First, my husband. People are usually very surprised to learn how old hubby really is. Most think he’s at least 5, if not 10 years younger than his birth certificate would attest to. And very much like the exercising mice in the article above, his walking has really paid off. He doesn’t take any meds – none whatsoever, his doc says he has the ticker of an 18 year-old, and he sails through his physicals – usually. So let me shorten what could be a lengthy story. Mr. Super-Health developed a problem and very recently underwent major surgery. Recoup time will be at least 6 weeks. He’s lost almost 20% of his body weight, and is understandably tired and weakened. Too tired and too weak to pick up his walking routine where he left it before this saga began. And that leads into my second point.

Second, climbing over brick walls. Hubby is impatient with the pace of healing and may even be a bit angry that he feels so darn rotten. Life has thrown him a brick wall. He knows exercise is good (don’t we all???) but he’s physically not able to jump right in where he left off. But we’re lucky. We have a treadmill conveniently located right within our home. So, with prodding, he’s been getting on the treadmill and doing little bits – and those little bits are slowly turning into bigger bits. He’s up to almost 10 minutes now (and please don’t write and tell me that’s inconsequential – because, quite frankly, it’s GREAT!). So slowly but steadily he’s starting to ascend.

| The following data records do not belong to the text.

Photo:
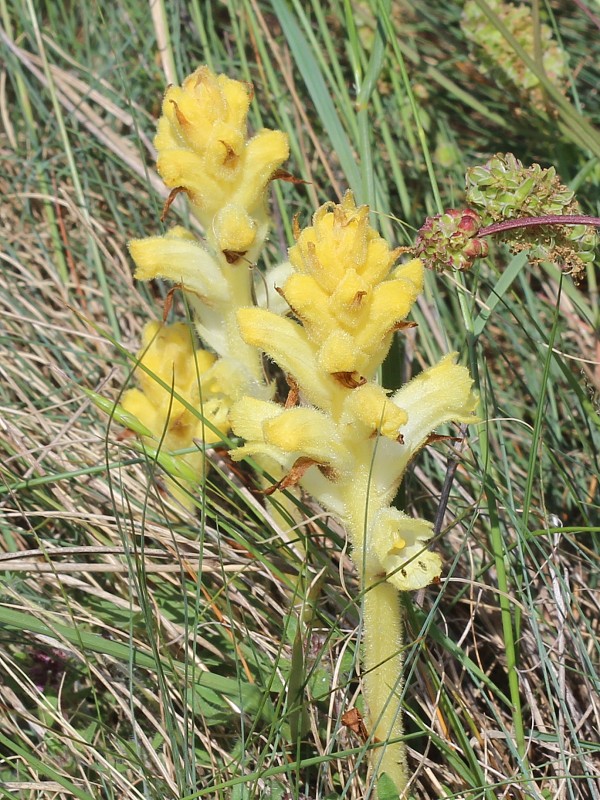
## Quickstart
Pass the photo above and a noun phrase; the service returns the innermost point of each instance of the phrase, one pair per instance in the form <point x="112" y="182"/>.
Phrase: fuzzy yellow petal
<point x="249" y="415"/>
<point x="306" y="432"/>
<point x="287" y="344"/>
<point x="182" y="260"/>
<point x="234" y="229"/>
<point x="399" y="543"/>
<point x="265" y="152"/>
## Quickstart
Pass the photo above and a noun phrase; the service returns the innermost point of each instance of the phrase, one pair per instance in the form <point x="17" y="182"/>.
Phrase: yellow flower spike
<point x="371" y="405"/>
<point x="173" y="366"/>
<point x="287" y="344"/>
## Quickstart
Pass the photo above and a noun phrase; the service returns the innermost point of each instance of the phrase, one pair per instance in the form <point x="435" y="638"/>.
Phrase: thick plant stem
<point x="382" y="662"/>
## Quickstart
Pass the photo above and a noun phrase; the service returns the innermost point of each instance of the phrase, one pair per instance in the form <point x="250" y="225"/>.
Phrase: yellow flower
<point x="348" y="442"/>
<point x="182" y="398"/>
<point x="203" y="148"/>
<point x="343" y="292"/>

We all know that we should exercise (along with so many other things we really should do). But we’re human. And because we’re human (we’re not mice), life will throw brick walls into the pathway of our good intentions. And when we face our brick walls, we need to reach out for help – we may need a boost to get us over that huge brick hump. Hubby’s “boost” is the treadmill sitting in our home combined with a bit of nudging on my part to get him on it.

Brick walls are inevitable. But it’s how we face those brick walls, and climb over them, that separate the men from the mice.